Sometimes, it even turns out to be true. Meet Danielle Copeland.
Part of Copeland’s job as a public defender for the City of Lynchburg is to steer her clients, if possible, into alternative sentencing programs. And since a high percentage of those convicted of crimes also have substance abuse issues, the Arise residential treatment center in Forest was one of the aces in her deck.
Then Arise was closed earlier this year, a budgetary shortfall victim, leaving nowhere for those clients to go except jail.
For a little while, Copeland felt helpless. Then, she got angry, in a “One Person Can Make a Difference” way. She reserved the opulent ballroom on the upper level of Ralph “Chopper” Wilson’s hair emporium on Main Street. She fired off e-mails and letters inviting anyone with a vested interest in the issue to a “Community Residential Treatment Forum.” She prepared lots of finger food and a pot of coffee, and hoped somebody would show up.
Tuesday afternoon, they did. The ballroom was nearly filled with invitees, including City Manager Kimball Payne, a judge or two, a smattering of lawyers and the director of the state Office of Substance Abuse Services. Many of them, no doubt, came to this meeting with an unanswered question in the back of their minds: “Who the heck is Danielle Copeland?”
Well, she’s not a dynamic public speaker, as she would be the first to admit. Her voice trembled a bit when she first stepped behind the microphone.
But then it steadied, and she unveiled a program as well-organized and scripted, in its own way, as the national political convention we watched on television later that night.
First, Steve Jordon and Nick Saphonchak got up to talk about their struggles with addiction and how much residential programs had helped them when all else had failed. Next, Mark Blackwell of the group S.A.A.R.A. (Substance Abuse and Addiction Recovery Alliance) tossed out some figures about how much fighting addiction was costing Virginia per year ($600 million and change, and quite possibly higher). Then Stuart Fauber, representing the Greater Lynchburg Community Trust, expressed hope that his fund could pry loose some dollars to help establish a new residential treatment center in the area.
“A strong outpatient program can work,” said Sandy Kanehl, a former Arise director now with the Community Services Board, “as long as the person has a solid support system.”
Of course, as Kanehl knows, many addicts have already burned through that system. Nick Saphonchak severed the last of it when he forged four checks from the account of his long-suffering wife and bought drugs with them.
When someone is, in the words of the Grateful Dead, “ridin’ that train, high on cocaine,” he or she doesn’t really care if there are any other passengers.
I hate to rain on the parade of all those people who are energized by the War on Drugs, but it’s a waste of time. We’ll never stop people from selling something to other people who want it.
Those drug dealers standing on the street corners that the cops keep chasing from one neighborhood to another? They’re just the tip of the iceberg. For every one of them, there’s another dealer who operates behind closed doors, communicates through e-mail or text messages, never sells to a stranger, and never gets caught.

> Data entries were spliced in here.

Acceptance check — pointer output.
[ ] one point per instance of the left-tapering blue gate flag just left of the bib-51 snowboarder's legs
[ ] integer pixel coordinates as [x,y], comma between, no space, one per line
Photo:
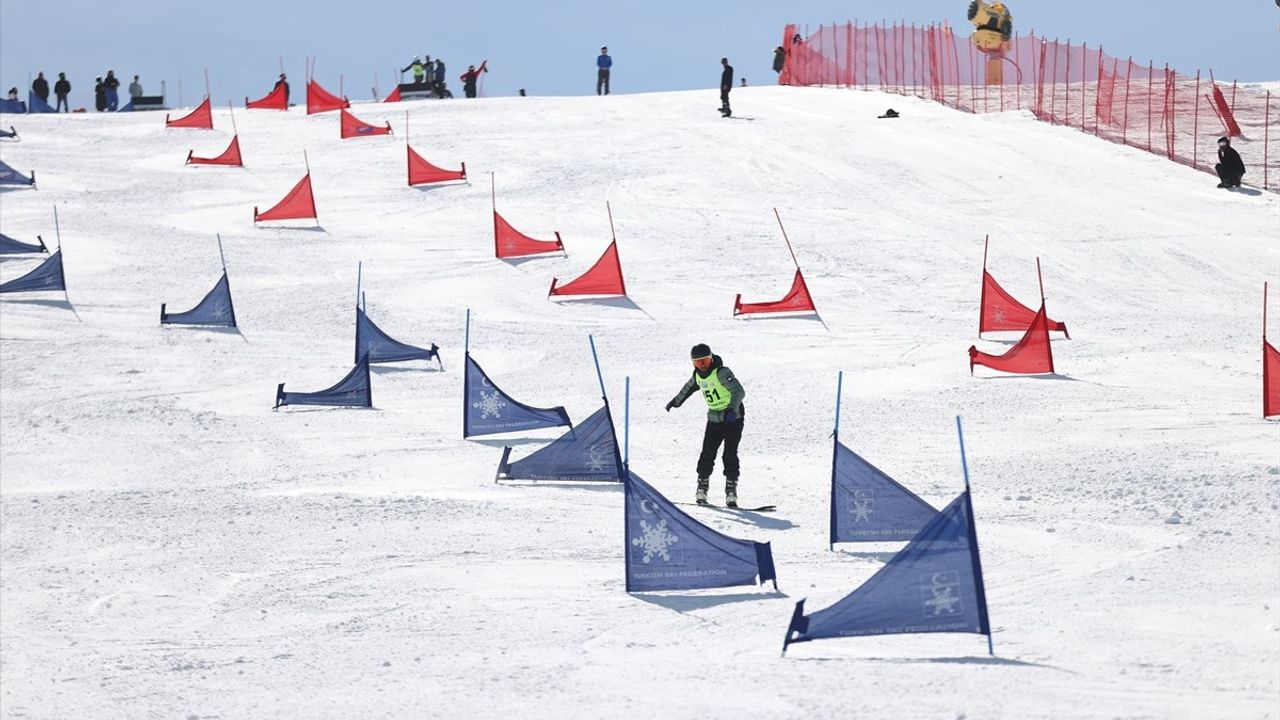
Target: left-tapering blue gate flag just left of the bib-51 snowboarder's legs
[586,453]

Given that, we might pay heed to the wisdom of philosopher Buckminster Fuller, who once said (and I paraphrase): “The best way to change an existing reality is not to confront it directly, but to create an alternative reality that makes the old reality obsolete.”
In this case, if nobody wants to buy drugs any more, other people will stop selling them — that’s the way of American capitalism. And to accomplish that alternative reality, based on the compelling evidence thrust forth on Tuesday in Chopper Wilson’s ballroom, we need something to fill the hole that Arise left.
This, of course, takes money. But Stuart Fauber said a fund has already been established with the Greater Lynchburg Community Trust, a small seedling that’s hoping to grow.
The person who established it? Somebody named Melanie Danielle Copeland.